5. Does this product require significant support? Complex products or services usually require customer support organizations that are expensive and sometimes difficult to establish and maintain. For instance, a relatively low-tech home alarm system sold through mass-market distribution channels might seem appealing to an investor given Americans' rising concerns over security, says Martinson. But can customers install it themselves, or does a third party have to get involved? "If a third party is required, it's much less appealing because of the costs involved and their impact on the margins," he says.
But the need for customer support doesn't have to kill a deal. Sometimes a third party wants to get involved because it spells opportunity for them. For instance, SAP America Inc., a worldwide applications software company based in Germany, relies heavily on Big Six accounting firms to install and support its products. For SAP, funds that might otherwise go to a massive customer support organization go instead to the bottom line.
6. Can the product or service generate gross margins of more than 50 percent? "For business owners who are trying to carve out a salary and a living," says Martinson, "gross margins of 30 percent are fine." But for professional investors who need to make a return, 30 percent margins are too thin. Why? "First," says Martinson, "that margin leaves little room for error." Second, and more important, he says, "my return depends on an acquisition of the company or an initial public offering. With thin margins, the prospect for either becomes dimmer because the next owner of the company doesn't want to face all the attendant risks associated with trying to overcome those thin margins."

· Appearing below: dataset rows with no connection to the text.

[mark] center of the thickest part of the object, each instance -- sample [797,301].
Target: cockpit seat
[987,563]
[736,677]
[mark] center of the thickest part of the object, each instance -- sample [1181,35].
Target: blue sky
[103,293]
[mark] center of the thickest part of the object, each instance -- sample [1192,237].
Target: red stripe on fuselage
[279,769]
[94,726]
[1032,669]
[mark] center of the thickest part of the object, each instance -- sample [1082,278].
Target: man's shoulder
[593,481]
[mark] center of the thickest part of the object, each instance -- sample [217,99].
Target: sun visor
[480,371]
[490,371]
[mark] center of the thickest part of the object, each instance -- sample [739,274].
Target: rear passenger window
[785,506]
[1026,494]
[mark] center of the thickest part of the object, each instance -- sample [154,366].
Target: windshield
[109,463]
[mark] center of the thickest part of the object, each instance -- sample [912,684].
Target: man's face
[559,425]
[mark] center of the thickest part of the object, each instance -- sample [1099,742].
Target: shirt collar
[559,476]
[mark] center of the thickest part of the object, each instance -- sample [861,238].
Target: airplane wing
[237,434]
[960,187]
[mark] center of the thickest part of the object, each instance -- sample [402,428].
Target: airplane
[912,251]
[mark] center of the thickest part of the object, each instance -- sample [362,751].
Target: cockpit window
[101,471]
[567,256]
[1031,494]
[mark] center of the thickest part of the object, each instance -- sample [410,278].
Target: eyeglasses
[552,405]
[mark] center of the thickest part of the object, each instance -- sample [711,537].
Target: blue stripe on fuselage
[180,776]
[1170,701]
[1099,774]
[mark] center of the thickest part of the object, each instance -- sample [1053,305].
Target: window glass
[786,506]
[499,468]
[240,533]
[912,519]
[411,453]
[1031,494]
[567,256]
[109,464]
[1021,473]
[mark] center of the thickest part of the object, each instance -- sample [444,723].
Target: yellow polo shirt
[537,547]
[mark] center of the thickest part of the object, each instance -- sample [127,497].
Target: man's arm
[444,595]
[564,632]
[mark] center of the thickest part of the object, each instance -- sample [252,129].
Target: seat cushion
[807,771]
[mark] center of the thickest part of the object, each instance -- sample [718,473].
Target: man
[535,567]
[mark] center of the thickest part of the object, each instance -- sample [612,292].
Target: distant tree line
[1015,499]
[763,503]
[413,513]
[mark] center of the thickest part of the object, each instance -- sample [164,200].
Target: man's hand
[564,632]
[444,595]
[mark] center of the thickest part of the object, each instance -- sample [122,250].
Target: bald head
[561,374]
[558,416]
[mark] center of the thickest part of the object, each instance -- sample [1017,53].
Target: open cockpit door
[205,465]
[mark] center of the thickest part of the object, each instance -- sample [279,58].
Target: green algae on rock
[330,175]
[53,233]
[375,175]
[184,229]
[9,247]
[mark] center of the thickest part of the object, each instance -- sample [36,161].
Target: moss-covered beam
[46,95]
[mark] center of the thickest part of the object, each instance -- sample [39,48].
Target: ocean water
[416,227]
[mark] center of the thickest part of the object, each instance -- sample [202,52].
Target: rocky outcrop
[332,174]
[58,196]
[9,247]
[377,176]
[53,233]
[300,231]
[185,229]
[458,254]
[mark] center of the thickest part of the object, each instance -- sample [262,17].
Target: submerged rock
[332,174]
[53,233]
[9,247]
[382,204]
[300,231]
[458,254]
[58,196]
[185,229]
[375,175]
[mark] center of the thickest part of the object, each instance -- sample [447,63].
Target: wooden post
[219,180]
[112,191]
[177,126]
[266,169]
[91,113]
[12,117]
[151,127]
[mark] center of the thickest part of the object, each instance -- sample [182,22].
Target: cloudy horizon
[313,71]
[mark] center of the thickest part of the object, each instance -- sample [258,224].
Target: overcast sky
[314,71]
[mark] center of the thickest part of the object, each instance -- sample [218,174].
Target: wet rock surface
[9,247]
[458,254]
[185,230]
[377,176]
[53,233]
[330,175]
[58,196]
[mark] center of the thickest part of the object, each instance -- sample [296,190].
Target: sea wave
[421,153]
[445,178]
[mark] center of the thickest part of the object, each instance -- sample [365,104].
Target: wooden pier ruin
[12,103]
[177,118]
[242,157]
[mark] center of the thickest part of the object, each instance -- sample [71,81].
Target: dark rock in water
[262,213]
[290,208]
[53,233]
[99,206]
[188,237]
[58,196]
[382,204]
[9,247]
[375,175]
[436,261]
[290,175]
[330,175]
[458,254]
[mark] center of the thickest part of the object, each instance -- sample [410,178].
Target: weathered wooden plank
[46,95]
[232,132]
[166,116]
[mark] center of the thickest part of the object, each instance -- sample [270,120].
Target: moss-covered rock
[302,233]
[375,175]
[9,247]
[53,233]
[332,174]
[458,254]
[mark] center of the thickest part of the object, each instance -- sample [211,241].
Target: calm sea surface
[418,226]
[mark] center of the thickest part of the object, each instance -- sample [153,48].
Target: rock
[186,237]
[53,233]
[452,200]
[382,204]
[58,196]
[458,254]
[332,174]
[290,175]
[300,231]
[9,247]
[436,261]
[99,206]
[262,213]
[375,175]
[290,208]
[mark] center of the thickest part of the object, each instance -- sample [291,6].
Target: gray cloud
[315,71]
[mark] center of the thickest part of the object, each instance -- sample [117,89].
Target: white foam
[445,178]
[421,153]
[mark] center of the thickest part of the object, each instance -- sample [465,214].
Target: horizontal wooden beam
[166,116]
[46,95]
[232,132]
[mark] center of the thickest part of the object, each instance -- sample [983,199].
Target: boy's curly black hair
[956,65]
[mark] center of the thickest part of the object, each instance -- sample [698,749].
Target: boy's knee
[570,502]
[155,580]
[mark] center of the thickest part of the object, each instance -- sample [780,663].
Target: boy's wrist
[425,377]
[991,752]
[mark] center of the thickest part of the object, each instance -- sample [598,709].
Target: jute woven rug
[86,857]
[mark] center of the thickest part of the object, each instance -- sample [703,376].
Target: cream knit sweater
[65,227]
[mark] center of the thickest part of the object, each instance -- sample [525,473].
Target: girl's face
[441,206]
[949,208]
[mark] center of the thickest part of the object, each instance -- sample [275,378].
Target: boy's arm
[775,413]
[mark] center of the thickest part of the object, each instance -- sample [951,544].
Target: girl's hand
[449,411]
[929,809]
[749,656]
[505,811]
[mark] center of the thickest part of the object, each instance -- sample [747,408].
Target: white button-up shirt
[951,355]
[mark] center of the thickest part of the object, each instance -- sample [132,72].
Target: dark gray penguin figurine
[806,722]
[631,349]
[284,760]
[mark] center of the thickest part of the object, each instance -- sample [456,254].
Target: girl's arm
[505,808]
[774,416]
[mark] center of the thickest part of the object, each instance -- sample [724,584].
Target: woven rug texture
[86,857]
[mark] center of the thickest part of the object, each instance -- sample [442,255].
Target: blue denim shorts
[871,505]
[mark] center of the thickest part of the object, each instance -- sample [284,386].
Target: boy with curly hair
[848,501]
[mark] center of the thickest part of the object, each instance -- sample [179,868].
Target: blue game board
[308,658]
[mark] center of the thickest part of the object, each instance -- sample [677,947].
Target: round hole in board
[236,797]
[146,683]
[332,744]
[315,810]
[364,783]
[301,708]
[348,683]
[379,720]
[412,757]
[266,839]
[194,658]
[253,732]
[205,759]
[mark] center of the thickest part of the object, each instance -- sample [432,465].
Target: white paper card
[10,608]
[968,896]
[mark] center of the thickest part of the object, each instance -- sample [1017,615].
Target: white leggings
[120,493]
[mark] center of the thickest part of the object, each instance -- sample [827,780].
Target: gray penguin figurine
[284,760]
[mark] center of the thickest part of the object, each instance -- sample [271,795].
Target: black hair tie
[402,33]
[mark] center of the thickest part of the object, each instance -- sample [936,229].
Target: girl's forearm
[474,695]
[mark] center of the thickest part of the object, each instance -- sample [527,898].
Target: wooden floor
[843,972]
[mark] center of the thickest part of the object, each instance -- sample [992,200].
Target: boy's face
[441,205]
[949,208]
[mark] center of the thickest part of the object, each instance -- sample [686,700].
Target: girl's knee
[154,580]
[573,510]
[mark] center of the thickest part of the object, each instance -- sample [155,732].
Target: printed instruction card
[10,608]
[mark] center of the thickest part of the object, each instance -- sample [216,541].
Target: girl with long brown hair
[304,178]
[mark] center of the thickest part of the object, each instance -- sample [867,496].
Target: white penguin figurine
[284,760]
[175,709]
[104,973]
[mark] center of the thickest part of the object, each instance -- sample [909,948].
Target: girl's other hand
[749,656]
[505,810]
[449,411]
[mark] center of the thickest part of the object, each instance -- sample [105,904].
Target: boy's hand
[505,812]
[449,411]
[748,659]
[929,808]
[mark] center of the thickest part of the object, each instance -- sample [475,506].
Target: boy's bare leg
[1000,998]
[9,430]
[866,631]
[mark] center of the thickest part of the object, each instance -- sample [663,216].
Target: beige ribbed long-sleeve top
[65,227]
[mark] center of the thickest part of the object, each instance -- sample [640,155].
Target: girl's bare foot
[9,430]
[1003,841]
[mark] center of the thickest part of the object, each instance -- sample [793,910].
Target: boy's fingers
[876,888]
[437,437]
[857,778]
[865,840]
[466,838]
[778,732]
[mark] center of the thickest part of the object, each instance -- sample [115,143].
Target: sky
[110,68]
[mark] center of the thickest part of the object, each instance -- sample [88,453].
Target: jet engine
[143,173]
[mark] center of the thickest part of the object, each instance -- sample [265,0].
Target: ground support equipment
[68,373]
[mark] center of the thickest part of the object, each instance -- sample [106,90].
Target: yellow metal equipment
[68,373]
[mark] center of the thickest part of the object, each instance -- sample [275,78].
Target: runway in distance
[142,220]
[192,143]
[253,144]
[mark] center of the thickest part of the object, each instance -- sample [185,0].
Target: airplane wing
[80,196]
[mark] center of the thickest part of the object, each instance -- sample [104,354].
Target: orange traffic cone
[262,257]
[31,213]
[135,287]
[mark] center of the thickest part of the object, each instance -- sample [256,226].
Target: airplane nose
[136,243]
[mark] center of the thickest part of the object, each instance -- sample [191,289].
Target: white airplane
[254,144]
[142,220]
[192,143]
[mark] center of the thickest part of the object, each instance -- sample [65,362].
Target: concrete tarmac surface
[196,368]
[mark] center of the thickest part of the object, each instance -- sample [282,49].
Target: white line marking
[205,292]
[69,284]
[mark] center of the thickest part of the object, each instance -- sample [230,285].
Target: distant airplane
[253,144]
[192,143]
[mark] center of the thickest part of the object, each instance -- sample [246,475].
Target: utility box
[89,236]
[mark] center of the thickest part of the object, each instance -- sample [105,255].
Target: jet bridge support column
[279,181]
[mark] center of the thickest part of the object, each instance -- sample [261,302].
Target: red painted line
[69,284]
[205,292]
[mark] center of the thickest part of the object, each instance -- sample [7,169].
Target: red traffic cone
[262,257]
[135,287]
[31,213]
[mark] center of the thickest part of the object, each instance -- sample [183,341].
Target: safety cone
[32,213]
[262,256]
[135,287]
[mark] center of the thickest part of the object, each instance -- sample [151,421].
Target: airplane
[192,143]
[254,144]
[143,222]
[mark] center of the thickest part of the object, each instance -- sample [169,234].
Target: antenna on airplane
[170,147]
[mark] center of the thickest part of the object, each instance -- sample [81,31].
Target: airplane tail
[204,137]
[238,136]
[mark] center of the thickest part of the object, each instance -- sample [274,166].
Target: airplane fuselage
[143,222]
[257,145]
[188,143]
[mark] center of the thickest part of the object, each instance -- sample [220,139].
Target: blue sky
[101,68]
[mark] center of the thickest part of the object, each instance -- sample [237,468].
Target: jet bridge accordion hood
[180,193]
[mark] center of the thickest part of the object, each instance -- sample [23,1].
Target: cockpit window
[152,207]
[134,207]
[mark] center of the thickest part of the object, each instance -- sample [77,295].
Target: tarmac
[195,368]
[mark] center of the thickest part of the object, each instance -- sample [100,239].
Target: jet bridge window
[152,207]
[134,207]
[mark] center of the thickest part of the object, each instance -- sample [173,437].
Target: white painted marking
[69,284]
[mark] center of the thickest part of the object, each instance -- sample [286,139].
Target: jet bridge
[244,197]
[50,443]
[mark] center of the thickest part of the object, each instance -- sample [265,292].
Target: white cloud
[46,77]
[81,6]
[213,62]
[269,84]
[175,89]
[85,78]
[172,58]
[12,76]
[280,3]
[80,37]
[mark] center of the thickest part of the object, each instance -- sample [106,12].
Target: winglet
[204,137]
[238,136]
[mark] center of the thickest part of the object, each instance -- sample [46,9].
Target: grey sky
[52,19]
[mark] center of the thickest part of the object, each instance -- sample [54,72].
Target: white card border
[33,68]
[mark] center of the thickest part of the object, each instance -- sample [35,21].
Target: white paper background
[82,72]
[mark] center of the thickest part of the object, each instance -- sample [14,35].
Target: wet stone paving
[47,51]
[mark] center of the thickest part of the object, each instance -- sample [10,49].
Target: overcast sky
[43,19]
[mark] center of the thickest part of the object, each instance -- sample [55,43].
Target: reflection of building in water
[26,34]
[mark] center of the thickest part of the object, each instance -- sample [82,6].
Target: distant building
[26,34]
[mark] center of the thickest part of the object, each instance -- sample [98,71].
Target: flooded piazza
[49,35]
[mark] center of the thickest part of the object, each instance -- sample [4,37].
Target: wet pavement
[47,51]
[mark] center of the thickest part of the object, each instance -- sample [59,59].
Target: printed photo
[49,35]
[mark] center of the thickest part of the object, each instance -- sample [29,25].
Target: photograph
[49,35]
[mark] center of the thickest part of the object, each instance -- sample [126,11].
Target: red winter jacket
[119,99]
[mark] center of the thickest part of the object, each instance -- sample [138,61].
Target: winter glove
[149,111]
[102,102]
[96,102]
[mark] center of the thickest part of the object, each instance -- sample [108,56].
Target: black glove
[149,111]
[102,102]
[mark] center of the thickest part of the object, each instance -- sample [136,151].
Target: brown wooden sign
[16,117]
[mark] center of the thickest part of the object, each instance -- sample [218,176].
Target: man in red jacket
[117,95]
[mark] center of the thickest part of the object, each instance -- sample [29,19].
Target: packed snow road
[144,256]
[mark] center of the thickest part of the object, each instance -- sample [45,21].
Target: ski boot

7. Can the company grow to $25 million in five years, with the prospect of growing to $50 million to $100 million? At $25 million in sales, a company is just beginning to generate the kinds of profits that make it worth enough so venture capitalists can get the kind of return they are looking for. Say, for instance, that a $25 million enterprise was bringing $5 million to the bottom line. Valuing the company as a multiple of its earnings--a standard benchmark--and using a multiple of 10 just to keep the math easy suggests a value of $50 million. If the venture capitalist invested $10 million, then the return on this hypothetical company would be five times the investment in five years--a middle-of-the-road target return for most venture capitalists.
On this final point, Martinson is firm. "If there's no possibility you're going to hit the $25 million benchmark within five years," he says, "it's simply a waste of time to pursue institutional venture capital." But once this hurdle is passed, Martinson offers encouragement: "If the business can really be cranked up fast, I would encourage entrepreneurs to give venture capitalists a try, because you just never know until you do."